The title, Don’t Worry, He Won’t Get Far on Foot, comes from one of Callahan’s cartoons showing some cowboys looking at an abandoned wheelchair and saying they’ll soon catch the guy. This sort of wry, and sometimes near the knuckle, sense of humour is prevalent throughout Callahan’s cartoons, many of which are animated and featured in the film. It’s also very much the sense of humour that’s running through the film, dark and sometimes weird and self-deprecating.
Don’t Worry, He Won’t Get Far on Foot is a biopic that’s told in a non-linear way. It’s a bit jarring really, especially at the beginning as scenes are intertwined with one another with no real reference point or understanding of who any of these characters are. The pacing continues to be uneven with the last thirty minutes or so being a drag.
Joaquin Phoenix is naturally great (even when wearing a horrendous range wig), managing to make Callahan irritating and charming in equal measure. Even before the accident and he becomes a little bitter, Callahan is a rude alcoholic that barely functions. After his accident, he’s not much better until he finally takes steps to become sober. Reading up on the real John Callahan after seeing the film, I did find it is a bit weird that 43-year-old Joaquin Phoenix was cast when Callahan had his accident when he was 21. This age discrepancy also makes his relationship with his nurse turned girlfriend Annu (Rooney Mara) seem out of place. She, like many of the characters surrounding Callahan, are never fleshed out more than the archetypes of their character.
The exception to that is Donnie (Jonah Hill), a recovering alcoholic and AA meeting leader.

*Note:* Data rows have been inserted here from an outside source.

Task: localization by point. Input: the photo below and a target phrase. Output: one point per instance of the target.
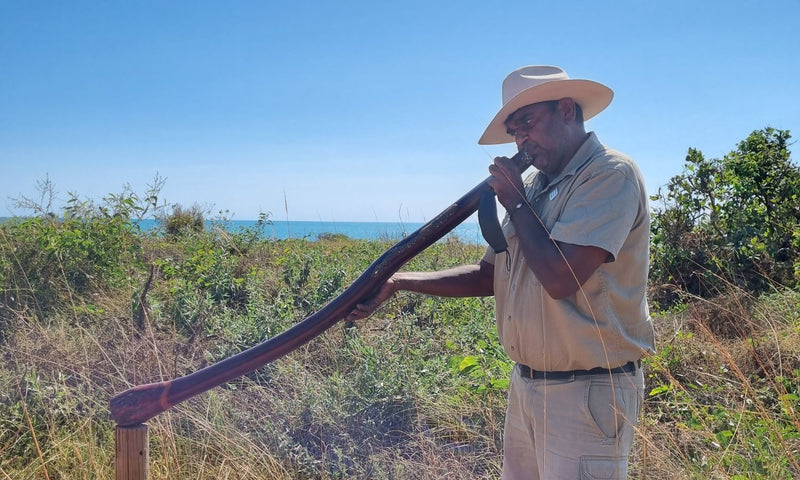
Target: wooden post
(132, 452)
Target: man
(570, 290)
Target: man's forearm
(463, 281)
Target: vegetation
(90, 305)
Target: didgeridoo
(143, 402)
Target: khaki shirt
(600, 200)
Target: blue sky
(362, 111)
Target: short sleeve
(601, 210)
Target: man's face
(540, 130)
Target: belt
(528, 372)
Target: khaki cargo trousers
(573, 428)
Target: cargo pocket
(594, 467)
(608, 407)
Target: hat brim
(593, 98)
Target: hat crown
(528, 77)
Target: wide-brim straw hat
(541, 83)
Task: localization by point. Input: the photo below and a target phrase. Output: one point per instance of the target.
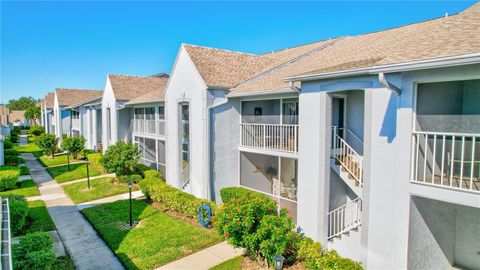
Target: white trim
(467, 59)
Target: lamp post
(278, 259)
(68, 160)
(88, 173)
(130, 200)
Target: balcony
(446, 159)
(148, 127)
(276, 137)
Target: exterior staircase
(348, 164)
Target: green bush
(241, 217)
(8, 178)
(74, 145)
(233, 193)
(34, 251)
(120, 158)
(37, 130)
(134, 178)
(314, 256)
(48, 143)
(18, 212)
(7, 144)
(11, 152)
(172, 198)
(152, 173)
(94, 160)
(12, 160)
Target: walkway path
(86, 248)
(205, 258)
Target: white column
(314, 163)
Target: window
(184, 142)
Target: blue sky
(75, 44)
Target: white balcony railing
(449, 160)
(269, 137)
(344, 154)
(148, 127)
(76, 123)
(344, 218)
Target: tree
(120, 158)
(74, 145)
(48, 143)
(21, 104)
(33, 114)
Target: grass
(99, 188)
(77, 171)
(48, 161)
(232, 264)
(63, 263)
(158, 238)
(25, 188)
(38, 218)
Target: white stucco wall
(186, 85)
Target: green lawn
(38, 218)
(26, 188)
(99, 188)
(157, 240)
(77, 171)
(232, 264)
(48, 161)
(29, 148)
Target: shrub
(134, 178)
(86, 152)
(74, 145)
(172, 198)
(8, 178)
(240, 218)
(120, 158)
(7, 144)
(152, 173)
(18, 212)
(37, 130)
(141, 169)
(48, 143)
(233, 193)
(34, 251)
(94, 160)
(11, 152)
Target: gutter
(450, 61)
(209, 155)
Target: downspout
(209, 155)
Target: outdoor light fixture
(278, 259)
(130, 199)
(88, 174)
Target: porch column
(379, 191)
(314, 163)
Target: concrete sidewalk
(205, 258)
(85, 247)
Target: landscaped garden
(159, 238)
(99, 188)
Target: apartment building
(66, 120)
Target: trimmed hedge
(11, 152)
(95, 162)
(234, 193)
(34, 251)
(18, 212)
(8, 178)
(172, 198)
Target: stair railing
(344, 218)
(350, 160)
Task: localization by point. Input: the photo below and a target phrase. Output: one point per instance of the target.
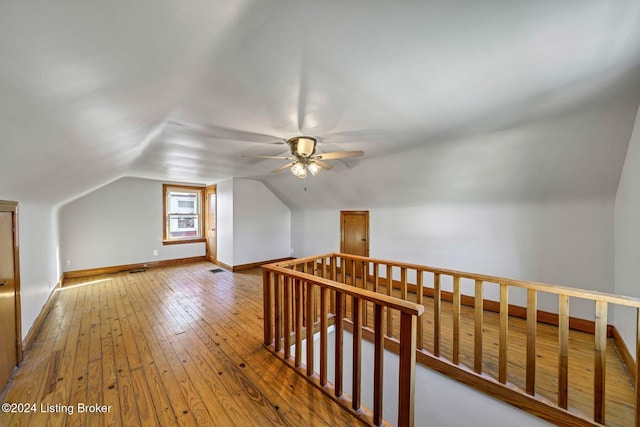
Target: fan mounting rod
(302, 146)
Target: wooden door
(9, 293)
(354, 236)
(211, 223)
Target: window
(182, 214)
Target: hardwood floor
(183, 346)
(165, 347)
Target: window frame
(166, 237)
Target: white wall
(439, 400)
(39, 268)
(224, 219)
(627, 238)
(261, 223)
(257, 225)
(118, 224)
(566, 243)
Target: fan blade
(323, 165)
(221, 132)
(269, 157)
(281, 168)
(338, 155)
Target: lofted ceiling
(450, 100)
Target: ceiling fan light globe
(314, 168)
(306, 146)
(299, 170)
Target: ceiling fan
(304, 158)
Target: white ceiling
(450, 100)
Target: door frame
(342, 215)
(207, 191)
(7, 206)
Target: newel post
(407, 376)
(267, 307)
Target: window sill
(181, 242)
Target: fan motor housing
(302, 146)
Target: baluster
(600, 362)
(389, 292)
(504, 326)
(456, 320)
(407, 375)
(310, 341)
(334, 276)
(403, 283)
(353, 265)
(278, 312)
(436, 314)
(324, 325)
(532, 324)
(267, 278)
(378, 364)
(365, 285)
(637, 374)
(287, 317)
(357, 353)
(563, 355)
(479, 312)
(419, 294)
(339, 328)
(298, 321)
(343, 269)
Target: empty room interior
(319, 213)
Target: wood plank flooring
(182, 346)
(619, 384)
(178, 346)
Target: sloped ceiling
(467, 100)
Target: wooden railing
(363, 278)
(297, 303)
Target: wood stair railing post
(532, 322)
(407, 375)
(563, 351)
(478, 334)
(267, 307)
(600, 362)
(378, 364)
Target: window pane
(183, 226)
(183, 203)
(182, 213)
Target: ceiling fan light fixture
(314, 168)
(305, 146)
(299, 170)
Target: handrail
(362, 273)
(297, 302)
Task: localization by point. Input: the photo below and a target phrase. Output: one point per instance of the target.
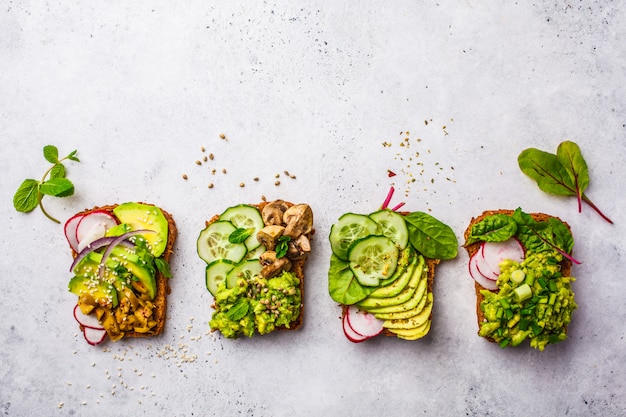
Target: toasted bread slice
(471, 249)
(297, 268)
(162, 283)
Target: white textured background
(316, 89)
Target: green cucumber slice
(349, 228)
(216, 273)
(244, 216)
(393, 226)
(246, 269)
(373, 259)
(213, 243)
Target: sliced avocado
(413, 334)
(414, 321)
(401, 282)
(101, 291)
(404, 296)
(143, 216)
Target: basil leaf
(26, 197)
(163, 267)
(342, 284)
(51, 153)
(431, 237)
(546, 169)
(57, 187)
(494, 228)
(240, 235)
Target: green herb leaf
(57, 187)
(163, 267)
(431, 237)
(51, 153)
(282, 246)
(26, 197)
(240, 235)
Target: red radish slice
(87, 320)
(94, 336)
(477, 276)
(363, 323)
(93, 226)
(496, 252)
(350, 333)
(70, 231)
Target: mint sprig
(30, 193)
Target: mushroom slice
(272, 266)
(268, 236)
(299, 248)
(273, 212)
(299, 220)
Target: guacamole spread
(534, 301)
(256, 304)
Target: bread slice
(471, 249)
(297, 268)
(162, 282)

Hill is brilliant, and at times he even manages to outshine Phoenix, as he plays a wealthy gay hippie who is both hilarious and astute.
Don’t Worry, He Won’t Get Far on Foot is more of a character study than a film with a cohesive and compelling plot, but it manages to be a perfectly serviceable biopic. Phoenix and Hill are great but they’re not enough to make this a memorable film.